Edible vegetable oil and sugar recorded annual inflation of 27.2% and 18.2% respectively, which are their highest rates since October 2017.On an annual basis, the decline in headline inflation during November 2021 was driven by the lower annual contribution of food items, which more than offset the higher annual contribution of non-food items. Annual food inflation decelerated, for the first time since April 2021, to record 8.1% in November 2021 from 11.6% in October 2021; due to the decline in the annual contribution of volatile food items. On the other hand, annual non- food inflation increased to 4.5% in November 2021 from 4.0% in October 2021, mainly reflecting higher annual contribution of rental values as well as higher prices of cafes and restaurants.

Driven by the higher annual contribution of core food items and services, annual core inflation increased, for the third consecutive month, to record 5.8% in November 2021 from 5.2% in October 2021, partly affected by unfavorable base effects which reflect muted inflationary pressures during November 2020. This comes as monthly core inflation recorded 0.5% in November 2021 compared to zero in November 2020.

Nationwide annual inflation and annual rural inflation declined to 6.2% and 6.8% in November 2021 from 7.3% and 8.4% in October 2021, respectively. Prices of fresh vegetables and fruits declined by 13.3% and 2.3%, respectively. Together, fresh vegetables and fruits contributed by -0.55% to monthly headline inflation.

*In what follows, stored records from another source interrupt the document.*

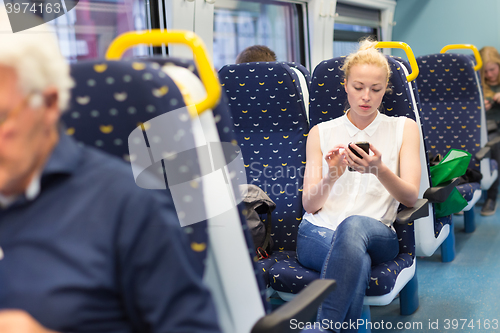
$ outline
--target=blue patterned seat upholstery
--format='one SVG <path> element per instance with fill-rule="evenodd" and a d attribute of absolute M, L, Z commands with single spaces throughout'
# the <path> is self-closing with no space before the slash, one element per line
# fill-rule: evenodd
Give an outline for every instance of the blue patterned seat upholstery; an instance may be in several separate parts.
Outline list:
<path fill-rule="evenodd" d="M 307 68 L 305 68 L 302 64 L 297 62 L 287 62 L 286 64 L 290 67 L 297 68 L 302 73 L 302 75 L 304 75 L 304 78 L 306 79 L 307 82 L 307 88 L 309 89 L 311 86 L 311 73 L 309 73 Z"/>
<path fill-rule="evenodd" d="M 195 63 L 193 60 L 189 59 L 179 59 L 179 58 L 165 58 L 165 57 L 149 57 L 145 58 L 145 61 L 148 62 L 153 62 L 156 63 L 160 66 L 178 66 L 178 67 L 183 67 L 185 69 L 188 69 L 191 71 L 193 74 L 195 74 L 199 78 L 198 71 L 196 69 Z M 182 74 L 180 74 L 182 75 Z M 229 110 L 229 102 L 227 100 L 226 93 L 222 91 L 221 98 L 219 103 L 215 106 L 215 108 L 212 110 L 213 113 L 213 120 L 215 122 L 215 126 L 217 128 L 217 132 L 219 135 L 219 139 L 221 142 L 229 142 L 232 143 L 233 145 L 237 145 L 238 142 L 236 140 L 236 136 L 234 133 L 234 125 L 231 119 L 231 111 Z M 227 153 L 230 153 L 227 155 Z M 225 151 L 225 158 L 227 161 L 233 161 L 237 156 L 235 152 L 230 152 L 230 151 Z M 239 179 L 233 179 L 232 185 L 233 185 L 233 191 L 238 191 L 238 184 L 240 183 L 246 183 L 246 177 L 245 181 L 241 182 Z M 244 215 L 242 214 L 242 211 L 244 209 L 244 205 L 240 204 L 238 205 L 238 214 L 239 214 L 239 221 L 241 222 L 242 229 L 243 229 L 243 235 L 245 237 L 246 245 L 248 247 L 248 253 L 250 255 L 250 258 L 252 259 L 253 266 L 254 266 L 254 272 L 255 275 L 257 276 L 257 283 L 259 285 L 259 289 L 261 291 L 261 297 L 262 297 L 262 303 L 264 304 L 264 307 L 266 308 L 266 311 L 269 312 L 270 310 L 270 305 L 267 302 L 267 293 L 266 293 L 266 286 L 269 284 L 269 279 L 267 278 L 267 274 L 264 274 L 267 269 L 272 265 L 272 262 L 269 261 L 268 259 L 262 260 L 257 262 L 255 257 L 255 249 L 254 249 L 254 244 L 252 240 L 252 235 L 250 233 L 250 230 L 248 228 L 248 225 L 246 224 Z M 262 266 L 262 263 L 266 263 L 266 265 Z"/>
<path fill-rule="evenodd" d="M 67 133 L 79 142 L 95 146 L 127 163 L 131 160 L 128 138 L 132 131 L 152 118 L 185 105 L 177 86 L 157 64 L 79 62 L 71 66 L 71 75 L 76 85 L 71 92 L 70 109 L 62 116 Z M 182 145 L 178 145 L 179 149 L 195 147 L 192 133 L 186 134 Z M 184 167 L 190 174 L 200 174 L 196 163 Z M 152 171 L 164 179 L 161 165 Z M 130 176 L 133 177 L 132 168 Z M 179 209 L 177 205 L 176 209 Z M 193 250 L 193 267 L 202 275 L 207 248 L 206 221 L 183 229 Z"/>
<path fill-rule="evenodd" d="M 463 61 L 469 60 L 472 63 L 472 66 L 476 65 L 476 58 L 475 58 L 475 56 L 473 54 L 471 54 L 471 55 L 469 55 L 469 54 L 468 55 L 458 54 L 456 56 L 459 57 L 459 58 L 462 58 Z M 458 58 L 455 58 L 455 59 L 458 59 Z M 449 61 L 449 58 L 445 58 L 444 61 L 445 62 Z M 456 61 L 457 60 L 455 60 L 455 62 Z M 453 62 L 453 60 L 452 60 L 452 62 Z M 443 65 L 443 62 L 441 62 L 440 64 Z M 483 92 L 482 92 L 482 89 L 481 89 L 480 74 L 479 74 L 479 71 L 475 71 L 475 72 L 466 71 L 466 72 L 467 72 L 467 76 L 469 76 L 470 74 L 473 73 L 474 79 L 470 80 L 469 78 L 467 78 L 467 80 L 469 82 L 471 82 L 471 81 L 474 82 L 474 80 L 475 80 L 476 81 L 476 87 L 478 88 L 477 90 L 478 90 L 478 95 L 479 95 L 479 106 L 481 107 L 480 143 L 481 143 L 481 147 L 484 147 L 487 144 L 487 141 L 488 141 L 488 128 L 486 126 L 486 109 L 484 108 Z M 465 75 L 465 73 L 464 73 L 464 75 Z M 450 90 L 450 92 L 451 92 L 451 90 Z M 476 97 L 474 99 L 476 99 Z M 488 168 L 488 166 L 489 166 L 489 168 Z M 484 158 L 483 160 L 480 161 L 480 169 L 481 169 L 481 173 L 483 175 L 483 178 L 481 179 L 481 188 L 482 189 L 489 189 L 490 186 L 495 181 L 496 177 L 498 176 L 498 163 L 497 163 L 497 161 L 495 161 L 493 159 Z"/>
<path fill-rule="evenodd" d="M 339 57 L 325 60 L 314 69 L 310 94 L 309 124 L 311 127 L 343 114 L 347 95 L 344 90 L 344 74 L 340 67 L 344 59 L 345 57 Z M 402 82 L 404 80 L 403 69 L 393 60 L 390 60 L 390 64 L 393 72 L 390 86 L 393 91 L 384 96 L 382 103 L 385 111 L 383 112 L 388 116 L 406 116 L 415 120 L 410 89 L 406 83 Z"/>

Prices of poultry declined by 6.2%, to contribute by -0.25% to monthly headline inflation.

Prices of red meat increased by 2.1%, which is the highest monthly increase since  April 2020, to contribute by 0.08% to monthly headline inflation.

Prices of other edible oils increased by 8.1%, contributing by 0.04% to monthly headline inflation.

Prices of sugar increased by 12.2%, contributing by 0.03% to monthly headline inflation.

Prices of other core food items, including fats, dairy products, rice, pasta, wheat flour, pulses and tea increased to contribute by 0.22% to monthly headline inflation.

Prices of regulated items increased by 1.3%, to contribute by 0.32% to monthly headline inflation.This was mainly due to the increase in the prices of rationed vegetable oils, for the second time in 2021, by 19.0%. Prices of services increased by 0.5%, to contribute by 0.17% to monthly headline inflation.

This was mainly due to the increase in rental values, expenditures on restaurants and cafes, and the prices of privatehospitals’ services. 

Prices of retail items increased by 0.7% to contribute by 0.09 percentage points to monthly headline inflation. This was mainly due to seasonally higher prices of clothing.Monthly core inflation was affected by price changes of the aforementioned core CPI items.

Services items contributed by 0.24% to monthly core inflation. Core food items contributed by 0.16%  to monthly core inflation. In addition, retail items contributed by 0.13% to monthly core inflation.